Jacqueline Audry

1908-1977

Biography: life and films

Abstract picture representing Jacqueline Audry
Jacqueline Audry holds a significant place in French history as the first woman director to have any impact on French cinema after WWII. She only directed fifteen films, mostly literary adaptations, and her style was already dated by the time the French New Wave came on the scene. Audry may not have been a great innovator and most of her films today appear pretty ordinary for their time, but she was ahead of her time in her depiction of female sexuality and the female characters in her films are the most fully developed of any French film made in the 1950s. Audry had some commercial success but she was not a favourite of the critics - indeed she was lambasted for the supposedly scandalous content of her films. Today, she is criminally overlooked and her work deserves a far wider appreciation than it currently has.

Born in Orange, France, on 25th September 1908, Jacqueline Audry attended the Lycée Molière in Paris with her elder sister Colette Audry (who would become a novelist and screenwriter). She started out in the film business by working as an assistant to several distinguished directors, including Max Ophüls (Le Roman de Werther (1938)), G.W. Pabst (Jeunes filles en détresse (1939)) and Georges Lacombe (Les Musiciens du ciel (1940)). It wasn't until 1943 that Audry directed her first film, a short entitled Les Chevaux du Vercors.

At the time Audry started making films, the French film industry was male dominated and opportunities for women were few and far between. The first feature that she directed - Les Malheurs de Sophie (based on the novel of the same title by the Countess of Ségur) - was heavily censored and no longer exists. She followed this two years later with Sombre dimanche (1948), and then had her first hit with Gigi (1949), based on a popular novella by Colette, an author she was extremely fond of. The film not only made Audry's name as a director, it also made its lead actress, Danièle Delorme, an overnight star. Audry and Delorme collaborated on two further Colette adaptations, Minne, l'ingénue libertine (1950) and Mitsou (1956), the latter of which was widely condemned for its explicit depiction of a love affair outside marriage.

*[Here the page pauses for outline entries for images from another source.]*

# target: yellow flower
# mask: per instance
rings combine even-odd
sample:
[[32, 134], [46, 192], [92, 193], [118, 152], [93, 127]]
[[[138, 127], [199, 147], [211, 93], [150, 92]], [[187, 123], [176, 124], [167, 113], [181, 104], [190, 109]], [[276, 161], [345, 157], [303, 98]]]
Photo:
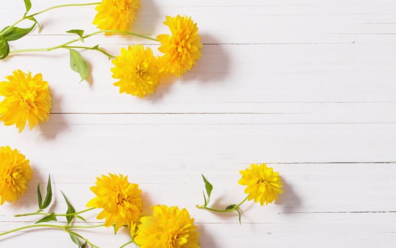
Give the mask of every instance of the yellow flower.
[[113, 78], [120, 79], [114, 84], [120, 93], [143, 97], [155, 92], [159, 81], [157, 59], [150, 48], [142, 45], [129, 46], [121, 50], [121, 55], [113, 61]]
[[245, 192], [249, 194], [248, 200], [254, 199], [254, 202], [260, 201], [261, 206], [272, 202], [278, 199], [278, 194], [283, 192], [279, 173], [274, 172], [272, 168], [265, 164], [252, 164], [245, 171], [240, 172], [242, 178], [239, 184], [248, 186]]
[[128, 176], [109, 175], [97, 178], [96, 186], [91, 187], [97, 197], [91, 200], [87, 206], [102, 208], [98, 219], [105, 218], [104, 225], [107, 227], [115, 224], [116, 232], [123, 225], [130, 227], [139, 220], [143, 209], [142, 190], [138, 185], [129, 183]]
[[93, 23], [101, 30], [126, 31], [135, 19], [139, 0], [102, 0]]
[[143, 217], [134, 241], [141, 248], [199, 247], [199, 233], [188, 211], [165, 205], [154, 207], [152, 216]]
[[39, 121], [48, 120], [52, 106], [48, 82], [43, 81], [41, 74], [32, 77], [32, 73], [20, 70], [7, 76], [7, 81], [0, 82], [0, 121], [6, 125], [15, 124], [21, 132], [29, 121], [30, 129]]
[[157, 39], [162, 44], [158, 50], [165, 54], [166, 62], [160, 72], [171, 72], [180, 77], [197, 64], [202, 56], [202, 43], [198, 35], [198, 28], [191, 17], [178, 15], [166, 16], [164, 24], [169, 27], [172, 35], [161, 34]]
[[32, 170], [25, 155], [9, 146], [0, 148], [0, 205], [16, 200], [26, 191]]

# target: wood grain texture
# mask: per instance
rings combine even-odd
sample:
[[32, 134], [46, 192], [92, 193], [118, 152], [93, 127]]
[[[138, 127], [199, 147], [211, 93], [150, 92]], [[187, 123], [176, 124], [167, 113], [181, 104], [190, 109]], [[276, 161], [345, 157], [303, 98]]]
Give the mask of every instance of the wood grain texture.
[[[32, 0], [32, 11], [63, 3]], [[81, 3], [70, 0], [70, 3]], [[33, 179], [18, 203], [0, 207], [0, 232], [28, 225], [17, 213], [36, 208], [36, 186], [50, 174], [52, 210], [65, 211], [59, 191], [77, 209], [93, 197], [95, 177], [129, 175], [144, 190], [144, 213], [156, 204], [186, 207], [202, 233], [203, 248], [394, 247], [396, 242], [396, 4], [393, 0], [141, 0], [132, 30], [167, 32], [167, 15], [191, 15], [203, 56], [180, 78], [165, 79], [152, 96], [118, 93], [111, 62], [84, 51], [91, 69], [78, 84], [67, 51], [18, 55], [0, 61], [0, 76], [20, 68], [41, 72], [53, 107], [49, 122], [19, 134], [0, 126], [0, 145], [31, 160]], [[4, 1], [5, 26], [24, 12], [23, 1]], [[59, 9], [38, 16], [44, 29], [12, 42], [11, 49], [51, 47], [96, 30], [92, 7]], [[21, 25], [27, 26], [27, 23]], [[99, 35], [117, 55], [152, 41]], [[212, 204], [240, 201], [238, 172], [268, 163], [285, 181], [274, 204], [248, 202], [242, 224], [233, 213], [198, 210], [204, 174], [214, 186]], [[97, 212], [86, 215], [97, 223]], [[83, 232], [102, 248], [119, 247], [101, 228]], [[61, 231], [19, 232], [0, 247], [72, 247]]]

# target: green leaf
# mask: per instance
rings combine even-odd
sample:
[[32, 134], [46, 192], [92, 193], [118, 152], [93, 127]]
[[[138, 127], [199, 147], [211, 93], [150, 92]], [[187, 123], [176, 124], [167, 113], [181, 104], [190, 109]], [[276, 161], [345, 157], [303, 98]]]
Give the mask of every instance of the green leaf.
[[77, 236], [74, 233], [69, 233], [69, 235], [70, 236], [70, 239], [71, 239], [71, 240], [74, 242], [76, 245], [78, 246], [78, 247], [80, 247], [80, 243], [78, 242], [78, 238], [77, 237]]
[[47, 195], [46, 195], [46, 199], [44, 200], [44, 202], [41, 206], [40, 209], [44, 209], [50, 205], [51, 203], [51, 200], [52, 198], [52, 191], [51, 187], [51, 178], [50, 176], [48, 176], [48, 184], [47, 186]]
[[238, 219], [239, 220], [239, 224], [242, 225], [242, 224], [241, 223], [241, 211], [239, 211], [239, 209], [238, 209], [235, 210], [236, 210], [237, 212], [238, 212], [238, 215], [239, 215], [239, 217], [238, 218]]
[[205, 183], [205, 188], [206, 189], [206, 193], [207, 194], [207, 203], [209, 203], [209, 200], [210, 198], [210, 194], [212, 193], [213, 186], [209, 183], [206, 179], [205, 178], [205, 177], [203, 175], [202, 175], [202, 178], [203, 179], [203, 182]]
[[70, 67], [71, 69], [80, 73], [81, 83], [88, 76], [88, 66], [81, 56], [81, 54], [74, 49], [70, 51]]
[[7, 58], [9, 54], [9, 45], [8, 42], [3, 37], [0, 35], [0, 60]]
[[[65, 195], [65, 194], [63, 193], [62, 190], [60, 190], [60, 192], [62, 192], [62, 194], [63, 195], [63, 198], [65, 198], [65, 201], [66, 201], [66, 204], [67, 204], [67, 211], [66, 212], [66, 214], [74, 214], [76, 212], [76, 210], [73, 207], [73, 206], [71, 205], [69, 200], [67, 199], [66, 195]], [[67, 220], [67, 225], [70, 224], [73, 219], [74, 219], [74, 215], [67, 215], [66, 216], [66, 219]]]
[[230, 205], [228, 206], [228, 207], [227, 207], [226, 208], [226, 210], [228, 210], [228, 209], [232, 209], [234, 208], [234, 207], [235, 207], [236, 206], [237, 206], [237, 204], [233, 204], [232, 205]]
[[40, 219], [35, 224], [39, 224], [43, 222], [48, 222], [49, 221], [56, 221], [56, 217], [55, 216], [55, 213], [51, 213], [50, 215], [47, 215], [43, 219]]
[[[33, 25], [29, 28], [12, 27], [7, 30], [7, 32], [3, 34], [2, 36], [6, 41], [15, 41], [30, 33], [30, 32], [33, 30], [35, 26], [36, 26], [36, 23], [34, 23]], [[8, 27], [6, 27], [5, 28], [8, 28]]]
[[28, 19], [30, 20], [31, 21], [33, 21], [35, 22], [35, 23], [37, 24], [37, 26], [39, 27], [39, 33], [41, 33], [41, 31], [43, 30], [43, 27], [41, 26], [39, 22], [33, 16], [31, 16], [28, 18]]
[[39, 198], [39, 209], [41, 209], [43, 204], [43, 198], [41, 196], [41, 192], [40, 192], [40, 184], [37, 185], [37, 196]]
[[80, 36], [80, 39], [81, 41], [84, 42], [84, 30], [81, 29], [72, 29], [71, 30], [66, 31], [66, 32], [69, 33], [69, 34], [76, 34]]
[[75, 217], [77, 217], [77, 218], [79, 218], [79, 219], [80, 219], [80, 220], [83, 220], [83, 221], [87, 221], [85, 220], [85, 219], [84, 219], [84, 218], [83, 218], [82, 217], [80, 216], [80, 215], [75, 215], [74, 216], [75, 216]]
[[25, 14], [24, 16], [26, 16], [26, 14], [28, 13], [28, 12], [32, 8], [32, 3], [30, 2], [30, 0], [23, 0], [25, 2], [25, 6], [26, 7], [26, 12], [25, 12]]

Audry's best film is, arguably, Olivia, adapted from a partly autobiographical novel by Dorothy Bussy. Not only is the film beautifully directed, scripted with depth and sensitivity by the director's husband Pierre Laroche and sister Colette Audry, it also broke new territory with its honest depiction of a lesbian relationship between a school headmistress (played by a superb Edwige Feuillère) and one of her students. Another inspired film was Audry's adaptation of Jean-Paul Sartre's well-known play Huis clos (1954). Le Secret du chevalier d'Éon (1959), Audry's most lavish production, makes a good historical romp but pales in comparison with her earlier work.

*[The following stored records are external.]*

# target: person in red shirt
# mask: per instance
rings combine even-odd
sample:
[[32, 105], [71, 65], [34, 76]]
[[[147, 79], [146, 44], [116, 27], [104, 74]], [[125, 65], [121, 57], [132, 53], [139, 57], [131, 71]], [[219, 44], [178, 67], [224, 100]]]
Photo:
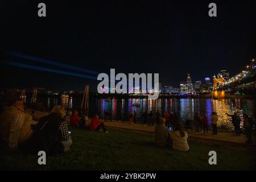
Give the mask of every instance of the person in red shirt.
[[105, 133], [109, 133], [105, 127], [104, 121], [98, 119], [98, 114], [95, 114], [93, 119], [90, 121], [90, 130], [91, 131], [100, 131], [101, 127]]
[[79, 127], [79, 123], [80, 122], [80, 118], [78, 115], [77, 110], [73, 110], [72, 114], [70, 117], [70, 124], [75, 127]]
[[205, 130], [207, 133], [208, 133], [208, 124], [207, 123], [207, 117], [205, 114], [204, 114], [203, 116], [202, 123], [204, 129], [204, 133], [205, 133]]

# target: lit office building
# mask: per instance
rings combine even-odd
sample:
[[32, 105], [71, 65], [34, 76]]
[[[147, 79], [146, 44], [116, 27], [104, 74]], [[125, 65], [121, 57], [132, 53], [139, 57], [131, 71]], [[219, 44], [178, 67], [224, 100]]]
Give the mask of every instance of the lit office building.
[[201, 80], [197, 81], [195, 83], [195, 90], [196, 92], [200, 92], [201, 91]]
[[185, 81], [181, 81], [180, 82], [180, 92], [188, 93], [188, 85]]
[[229, 78], [229, 73], [226, 70], [222, 70], [218, 73], [218, 78], [223, 78], [225, 80], [228, 80]]

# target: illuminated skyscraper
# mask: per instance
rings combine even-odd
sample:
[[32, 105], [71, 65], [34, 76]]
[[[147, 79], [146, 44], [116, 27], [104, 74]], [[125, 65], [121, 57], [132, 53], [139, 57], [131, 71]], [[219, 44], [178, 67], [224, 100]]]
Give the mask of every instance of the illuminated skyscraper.
[[229, 78], [229, 73], [226, 70], [222, 70], [218, 73], [217, 77], [218, 78], [223, 78], [225, 80], [228, 80]]
[[190, 77], [189, 73], [188, 73], [188, 77], [187, 77], [187, 83], [191, 84], [191, 77]]

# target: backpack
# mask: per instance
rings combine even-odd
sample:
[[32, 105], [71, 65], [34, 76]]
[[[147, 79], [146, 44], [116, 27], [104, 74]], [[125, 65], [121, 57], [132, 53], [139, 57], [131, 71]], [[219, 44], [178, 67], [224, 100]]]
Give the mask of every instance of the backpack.
[[40, 118], [27, 143], [27, 152], [37, 154], [39, 151], [44, 151], [49, 155], [64, 152], [59, 131], [62, 121], [61, 117], [57, 113], [51, 113]]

By the early 1960s, Jacqueline Audry had been overtaken by the Nouvelle Vague and her attempts to keep up with changing tastes - such as her lame stab at a comedic road movie, Les Petits matins - mostly fell flat. She directed one other notable adaptation, Fruits amers (1967), from a play by her sister, and contributed some scenes to Renzo Cerrato's Le Lys de mer (1969), before ending her directing career with a Franco-Polish television serial on the life of Honoré de Balzac, Un grand amour de Balzac (1973). Jacqueline Audry was 68 when she was killed in a road accident in Yvelines, France, on 22 June 1977.